Sunset behind Antelope Island and the Great Salt Lake – courtesy of the 65R.

Because the media isn’t removable, checking the data means plugging the entire drone (or the camera via an AC adapter) into a laptop.

While transfer speeds are impressive ( roughly 130 MB/s on Windows and potentially faster on Mac), it is still a process that requires the drone to be grounded. To optimize efficiency, I suggest adopting an F1-style pit stop strategy.

By designating a specific crew member to be ready with a laptop and hard drive the moment the drone touches down, you can facilitate real-time data backups during battery swaps and flight plan uploads. This coordinated approach allows a pilot and observer to maintain nearly continuous flight operations throughout the day. For field backups, utilizing high-quality USB-C cables is ideal; my testing showed that 8GB of data could be transferred in under two minutes.

Backing up data isn’t as simple as copying data off of an SD card. 

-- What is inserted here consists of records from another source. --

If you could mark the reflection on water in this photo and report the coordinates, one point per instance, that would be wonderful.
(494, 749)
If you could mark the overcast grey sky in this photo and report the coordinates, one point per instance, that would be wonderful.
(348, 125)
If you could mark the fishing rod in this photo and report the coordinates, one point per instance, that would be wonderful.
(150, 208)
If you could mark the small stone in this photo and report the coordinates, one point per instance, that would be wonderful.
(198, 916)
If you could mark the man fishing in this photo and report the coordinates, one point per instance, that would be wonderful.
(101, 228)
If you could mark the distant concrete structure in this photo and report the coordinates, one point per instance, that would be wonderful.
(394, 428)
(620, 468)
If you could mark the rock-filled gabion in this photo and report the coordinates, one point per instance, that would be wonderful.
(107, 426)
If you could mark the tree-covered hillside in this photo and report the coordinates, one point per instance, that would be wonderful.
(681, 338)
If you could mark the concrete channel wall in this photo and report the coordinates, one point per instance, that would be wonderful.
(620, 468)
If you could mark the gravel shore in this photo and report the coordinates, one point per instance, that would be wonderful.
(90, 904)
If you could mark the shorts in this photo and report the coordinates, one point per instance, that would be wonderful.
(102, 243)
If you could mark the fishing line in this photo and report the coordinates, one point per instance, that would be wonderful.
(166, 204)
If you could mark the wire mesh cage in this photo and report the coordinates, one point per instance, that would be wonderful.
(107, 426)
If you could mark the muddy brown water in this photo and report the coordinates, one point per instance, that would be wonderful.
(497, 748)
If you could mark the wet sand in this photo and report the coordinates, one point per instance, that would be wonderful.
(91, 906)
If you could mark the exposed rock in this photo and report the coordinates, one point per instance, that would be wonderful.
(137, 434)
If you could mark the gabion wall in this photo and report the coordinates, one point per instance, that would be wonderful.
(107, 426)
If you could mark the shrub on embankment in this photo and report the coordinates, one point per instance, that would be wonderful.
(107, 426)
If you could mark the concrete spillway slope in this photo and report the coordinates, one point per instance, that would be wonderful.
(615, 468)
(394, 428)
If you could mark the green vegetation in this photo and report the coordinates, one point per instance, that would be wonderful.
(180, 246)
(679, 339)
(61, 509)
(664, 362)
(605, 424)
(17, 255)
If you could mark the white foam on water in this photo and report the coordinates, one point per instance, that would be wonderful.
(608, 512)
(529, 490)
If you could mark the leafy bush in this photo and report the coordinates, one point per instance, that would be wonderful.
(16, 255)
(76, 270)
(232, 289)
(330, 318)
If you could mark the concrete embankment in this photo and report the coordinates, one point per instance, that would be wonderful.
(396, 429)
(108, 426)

While the equipment is certainly impressive, I like to remind people that the data being collected is the whole purpose of these tools. I processed the 65R data using Agisoft Metashape, and the results were clean and sharp.

Often, drone lenses produce a “fish-bowl” distortion at the edges of a 3D model, yet in my tests the resulting elevation model and orthomosaics had no bowing. I would attribute that to the global shutter, low lens distortion and high GPS alignment between photos. The point clouds and Digital Elevation Models (DEMs) were incredibly sharp as well. 

Here are the expected ground sample distances you can expect from different flying heights according to the Sentera online calculator:  

AGL Ground Sample Distance
100ft/30m 0.14in/0.35cm
200ft/60m 0.28in/0.7cm
300ft/90m 0.42in/01.05cm
400ft/120m 0.56in/1.4cm

I was able to replicate these resolutions in my test flights. As you can see from the table, the lowest resolution flying under Part 107 you’re going to get from the 65R is a pixel representing a 1.4cm square on the ground. That’s just about the size of one of the keys on the keyboard in front of you. Not bad!

(Aerial image by Adam Clark)

An example of the high resolution imagery from the 65R, with a Pilot-in-Command, and his two kids ‘working’ as Visual Observers in a parking lot

Even without the RTK/PPK module fully engaged, the data lined up with real-world coordinates with surprising accuracy, likely due to the high-quality GPS redundancy on the IF800.

IF800: Who is this drone for?

For mapping professionals who need to cover large acreage with high-resolution, scientifically accurate data, and who need to do it within a secure, NDAA-compliant framework, this is one of the top platforms and camera combinations on the market. The upcoming 2026 updates, which Matt Skelton promised will include 12-bit RAW capture and integrated camera controls within the GCS, will only make this system more formidable.